Looking at the spinners Australia have produced since Shane Warne‘s retirement and a handful of them who played alongside or during Warne’s career, they haven’t been conspicuous to world cricket and haven’t been able to sustain the trust showed upon them by delivering at the top most level.

Stuart MacGill of Australia playing his last match before retiring from international cricket on day five of the Second Test match between West Indies and Australia at Sir Vivian Richards Stadium on June 3, 2008 in St. Johns, Antigua and Barbuda. (Photo by Doug Benc/Getty Images)

Stuart Macgill was a decent spinner who bagged 200 odd Test wickets in his career lasting a decade. But whenever he played alongside ‘The Great One’ (Warne), his quality was out there for everyone to see. His leg-spinners spun but, he wasn’t the one who bothered the batsmen even when the pitch had loads on offer for him. But having said all of that, and excluding Warne, in the past two decades, there hasn’t been a spinner from Australia who has bettered Macgill or even got close to him when it came to the longer version of the game.

Coming to another veteran who still plays for the odd franchise here and there, Bradley Hogg – his Test career was cut short to only seven matches, but he did have a good run in One Day Internationals. He was always a clever operator, and his ‘slow left-arm Chinaman’ did serve Australia well towards the latter half of his career. His wrong’uns were deceptive and to be fair to him, even sub-continental batsmen found it hard to tackle him. Yet again, I don’t know how many of you who follow cricket closely would look up to Brad Hogg and his trade and say, “He was a good spinner”.

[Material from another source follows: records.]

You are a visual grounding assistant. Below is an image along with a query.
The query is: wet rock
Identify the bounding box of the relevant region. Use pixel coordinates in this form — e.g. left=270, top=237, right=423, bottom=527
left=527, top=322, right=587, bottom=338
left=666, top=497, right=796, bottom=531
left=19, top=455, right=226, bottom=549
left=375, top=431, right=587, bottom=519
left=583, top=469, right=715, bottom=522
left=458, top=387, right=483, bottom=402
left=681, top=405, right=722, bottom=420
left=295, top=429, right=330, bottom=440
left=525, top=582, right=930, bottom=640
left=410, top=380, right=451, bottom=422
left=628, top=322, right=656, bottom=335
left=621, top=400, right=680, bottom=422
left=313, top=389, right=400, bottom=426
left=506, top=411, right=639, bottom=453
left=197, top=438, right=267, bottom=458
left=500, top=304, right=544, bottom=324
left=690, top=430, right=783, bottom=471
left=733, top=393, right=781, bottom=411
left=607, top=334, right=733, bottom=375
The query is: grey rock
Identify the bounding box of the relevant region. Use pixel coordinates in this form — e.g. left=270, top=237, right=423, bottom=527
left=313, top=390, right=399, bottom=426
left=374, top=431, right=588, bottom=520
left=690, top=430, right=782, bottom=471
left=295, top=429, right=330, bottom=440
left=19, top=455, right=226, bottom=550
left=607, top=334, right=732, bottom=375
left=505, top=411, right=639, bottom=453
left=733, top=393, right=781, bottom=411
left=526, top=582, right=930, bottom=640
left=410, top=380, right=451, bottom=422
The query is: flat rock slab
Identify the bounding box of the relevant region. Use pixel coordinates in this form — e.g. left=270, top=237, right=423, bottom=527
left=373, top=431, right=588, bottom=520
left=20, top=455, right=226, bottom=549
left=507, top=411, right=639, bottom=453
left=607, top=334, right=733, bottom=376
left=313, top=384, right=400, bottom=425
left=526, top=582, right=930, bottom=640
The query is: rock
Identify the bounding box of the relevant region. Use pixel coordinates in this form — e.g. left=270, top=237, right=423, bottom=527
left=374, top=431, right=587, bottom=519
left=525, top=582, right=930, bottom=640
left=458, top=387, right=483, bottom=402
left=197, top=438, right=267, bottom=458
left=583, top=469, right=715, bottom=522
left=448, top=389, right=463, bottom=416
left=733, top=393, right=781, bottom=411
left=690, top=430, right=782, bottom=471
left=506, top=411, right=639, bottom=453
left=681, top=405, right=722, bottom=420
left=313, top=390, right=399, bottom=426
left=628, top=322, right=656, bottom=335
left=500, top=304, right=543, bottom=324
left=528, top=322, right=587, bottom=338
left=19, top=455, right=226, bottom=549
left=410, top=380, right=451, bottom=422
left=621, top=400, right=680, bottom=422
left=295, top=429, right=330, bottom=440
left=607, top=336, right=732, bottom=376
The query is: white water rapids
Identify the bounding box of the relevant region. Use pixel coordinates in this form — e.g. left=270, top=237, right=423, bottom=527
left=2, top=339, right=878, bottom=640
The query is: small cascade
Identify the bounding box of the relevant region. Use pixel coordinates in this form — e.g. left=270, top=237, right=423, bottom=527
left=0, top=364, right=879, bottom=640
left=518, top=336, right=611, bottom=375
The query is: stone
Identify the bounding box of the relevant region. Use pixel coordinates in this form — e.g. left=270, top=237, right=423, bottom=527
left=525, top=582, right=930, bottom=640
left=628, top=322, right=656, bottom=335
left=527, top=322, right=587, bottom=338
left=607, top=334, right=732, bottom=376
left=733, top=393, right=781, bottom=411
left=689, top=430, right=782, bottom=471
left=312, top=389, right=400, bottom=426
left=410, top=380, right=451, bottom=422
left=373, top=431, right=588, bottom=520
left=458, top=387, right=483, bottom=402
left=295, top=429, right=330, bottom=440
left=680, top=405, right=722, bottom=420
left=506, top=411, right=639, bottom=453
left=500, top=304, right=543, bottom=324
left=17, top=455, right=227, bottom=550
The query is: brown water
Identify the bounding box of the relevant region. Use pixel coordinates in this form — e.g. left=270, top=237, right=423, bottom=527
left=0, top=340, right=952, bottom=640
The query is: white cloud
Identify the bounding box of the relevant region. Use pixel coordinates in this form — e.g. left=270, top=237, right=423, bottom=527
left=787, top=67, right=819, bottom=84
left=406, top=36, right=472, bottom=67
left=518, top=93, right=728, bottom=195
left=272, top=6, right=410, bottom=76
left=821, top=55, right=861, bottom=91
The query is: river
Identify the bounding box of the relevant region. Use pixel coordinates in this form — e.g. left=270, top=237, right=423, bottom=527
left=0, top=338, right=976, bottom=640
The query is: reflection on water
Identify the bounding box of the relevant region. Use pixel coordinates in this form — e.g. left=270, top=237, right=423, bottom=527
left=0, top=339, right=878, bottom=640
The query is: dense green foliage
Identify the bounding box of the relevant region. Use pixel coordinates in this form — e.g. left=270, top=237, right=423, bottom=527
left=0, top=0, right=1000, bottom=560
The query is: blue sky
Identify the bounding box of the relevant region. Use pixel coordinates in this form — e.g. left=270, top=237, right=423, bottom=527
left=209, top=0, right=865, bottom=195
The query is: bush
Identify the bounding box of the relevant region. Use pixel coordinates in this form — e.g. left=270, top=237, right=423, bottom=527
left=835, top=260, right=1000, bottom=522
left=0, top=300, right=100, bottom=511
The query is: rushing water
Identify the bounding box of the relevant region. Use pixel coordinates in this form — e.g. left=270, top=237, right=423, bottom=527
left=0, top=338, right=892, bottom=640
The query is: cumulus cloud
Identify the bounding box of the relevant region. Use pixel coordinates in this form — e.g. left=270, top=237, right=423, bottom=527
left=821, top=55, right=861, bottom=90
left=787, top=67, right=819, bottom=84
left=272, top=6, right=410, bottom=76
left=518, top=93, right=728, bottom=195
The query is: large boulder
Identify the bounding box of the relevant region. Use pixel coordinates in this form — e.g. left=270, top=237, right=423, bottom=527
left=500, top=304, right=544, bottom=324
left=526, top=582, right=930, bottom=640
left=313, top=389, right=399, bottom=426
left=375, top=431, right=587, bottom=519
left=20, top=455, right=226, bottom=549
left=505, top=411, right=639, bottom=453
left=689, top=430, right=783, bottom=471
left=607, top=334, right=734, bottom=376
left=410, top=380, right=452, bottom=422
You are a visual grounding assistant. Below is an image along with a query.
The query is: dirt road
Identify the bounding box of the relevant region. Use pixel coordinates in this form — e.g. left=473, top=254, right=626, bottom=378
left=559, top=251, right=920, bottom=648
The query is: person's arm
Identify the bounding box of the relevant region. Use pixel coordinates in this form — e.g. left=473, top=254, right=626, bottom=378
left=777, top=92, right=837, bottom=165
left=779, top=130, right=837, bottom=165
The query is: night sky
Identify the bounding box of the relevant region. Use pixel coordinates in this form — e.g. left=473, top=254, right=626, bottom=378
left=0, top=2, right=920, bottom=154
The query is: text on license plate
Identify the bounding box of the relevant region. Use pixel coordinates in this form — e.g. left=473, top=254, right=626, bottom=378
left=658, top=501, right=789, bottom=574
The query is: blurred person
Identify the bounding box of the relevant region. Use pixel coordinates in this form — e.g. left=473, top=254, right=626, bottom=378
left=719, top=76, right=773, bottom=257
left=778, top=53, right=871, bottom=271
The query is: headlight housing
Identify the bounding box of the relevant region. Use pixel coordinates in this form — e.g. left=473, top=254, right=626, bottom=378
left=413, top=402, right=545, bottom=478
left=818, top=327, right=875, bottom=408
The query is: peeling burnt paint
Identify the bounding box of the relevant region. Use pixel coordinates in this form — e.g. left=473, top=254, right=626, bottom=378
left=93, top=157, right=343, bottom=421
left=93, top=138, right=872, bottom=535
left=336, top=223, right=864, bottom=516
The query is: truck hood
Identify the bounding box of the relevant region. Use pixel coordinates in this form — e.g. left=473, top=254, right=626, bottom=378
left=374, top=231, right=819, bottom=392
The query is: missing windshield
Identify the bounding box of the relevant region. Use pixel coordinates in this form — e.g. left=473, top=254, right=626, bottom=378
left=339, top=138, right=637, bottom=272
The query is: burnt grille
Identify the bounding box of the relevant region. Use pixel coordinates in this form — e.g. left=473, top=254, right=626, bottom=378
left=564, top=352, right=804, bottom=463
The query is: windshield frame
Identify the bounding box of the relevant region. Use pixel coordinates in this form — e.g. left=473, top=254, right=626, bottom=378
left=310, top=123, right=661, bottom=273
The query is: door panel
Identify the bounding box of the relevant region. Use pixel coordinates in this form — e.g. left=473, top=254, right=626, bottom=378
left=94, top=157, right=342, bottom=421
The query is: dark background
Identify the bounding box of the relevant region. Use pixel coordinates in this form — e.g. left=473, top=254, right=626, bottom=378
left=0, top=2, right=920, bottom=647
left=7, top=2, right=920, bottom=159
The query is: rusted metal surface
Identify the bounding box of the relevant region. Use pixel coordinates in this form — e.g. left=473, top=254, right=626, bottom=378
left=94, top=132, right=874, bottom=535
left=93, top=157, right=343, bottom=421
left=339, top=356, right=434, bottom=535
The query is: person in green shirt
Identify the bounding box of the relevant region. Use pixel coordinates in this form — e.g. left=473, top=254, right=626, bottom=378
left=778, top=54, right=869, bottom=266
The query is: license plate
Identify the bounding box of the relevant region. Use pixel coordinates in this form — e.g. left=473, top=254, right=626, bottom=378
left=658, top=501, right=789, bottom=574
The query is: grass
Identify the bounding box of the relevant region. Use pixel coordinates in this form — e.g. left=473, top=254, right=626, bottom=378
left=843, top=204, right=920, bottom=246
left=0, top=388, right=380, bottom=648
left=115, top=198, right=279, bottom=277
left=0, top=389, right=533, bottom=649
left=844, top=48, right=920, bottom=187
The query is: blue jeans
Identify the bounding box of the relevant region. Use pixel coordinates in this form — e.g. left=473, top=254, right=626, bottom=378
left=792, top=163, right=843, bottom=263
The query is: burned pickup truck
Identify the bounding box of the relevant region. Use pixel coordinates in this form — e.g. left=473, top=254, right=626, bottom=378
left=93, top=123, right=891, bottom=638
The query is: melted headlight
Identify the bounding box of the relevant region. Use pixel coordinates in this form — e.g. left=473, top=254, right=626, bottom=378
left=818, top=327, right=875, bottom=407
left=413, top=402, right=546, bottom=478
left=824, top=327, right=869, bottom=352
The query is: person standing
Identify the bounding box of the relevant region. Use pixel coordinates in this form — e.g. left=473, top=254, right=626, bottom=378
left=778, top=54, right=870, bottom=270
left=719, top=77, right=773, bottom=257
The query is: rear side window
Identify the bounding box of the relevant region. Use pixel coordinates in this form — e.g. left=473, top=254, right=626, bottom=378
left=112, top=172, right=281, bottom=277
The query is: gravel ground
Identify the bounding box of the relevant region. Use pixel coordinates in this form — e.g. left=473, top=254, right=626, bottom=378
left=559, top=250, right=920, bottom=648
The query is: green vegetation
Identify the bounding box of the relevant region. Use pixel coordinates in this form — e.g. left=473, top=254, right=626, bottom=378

These two spinners have been by far the “best” after Warne.

I was left baffled whenever Nathan Hauritz got called up for national duty, and the views of many Australian cricket pundits on this ‘below mediocre level’ spinner. I mean, I couldn’t see him do anything other than throw the ball up there and play a game of lottery. There was no use of his body, no pivot to get the drift that Graeme Swann enjoys, and the basic components for a spinner never seemed to follow Hauritz. Probably, you could conclude that, such was the scarcity of spinners in Australian cricket that they didn’t find a better bet than Hauritz during his days.

From one finger spinner to another, Jason Krejza. He was another spinner who was hugely hyped but, you could look at his bowling and say that his flight was his strength and he relied only on it to cause problems. To his credit, he bagged 12 wickets on his debut Test match against possibly the greatest players of spin bowling, India. Yet again, he wasn’t the spinner who could have enjoyed an extended run, nor did he have the qualities to cement a permanent spot in the squad.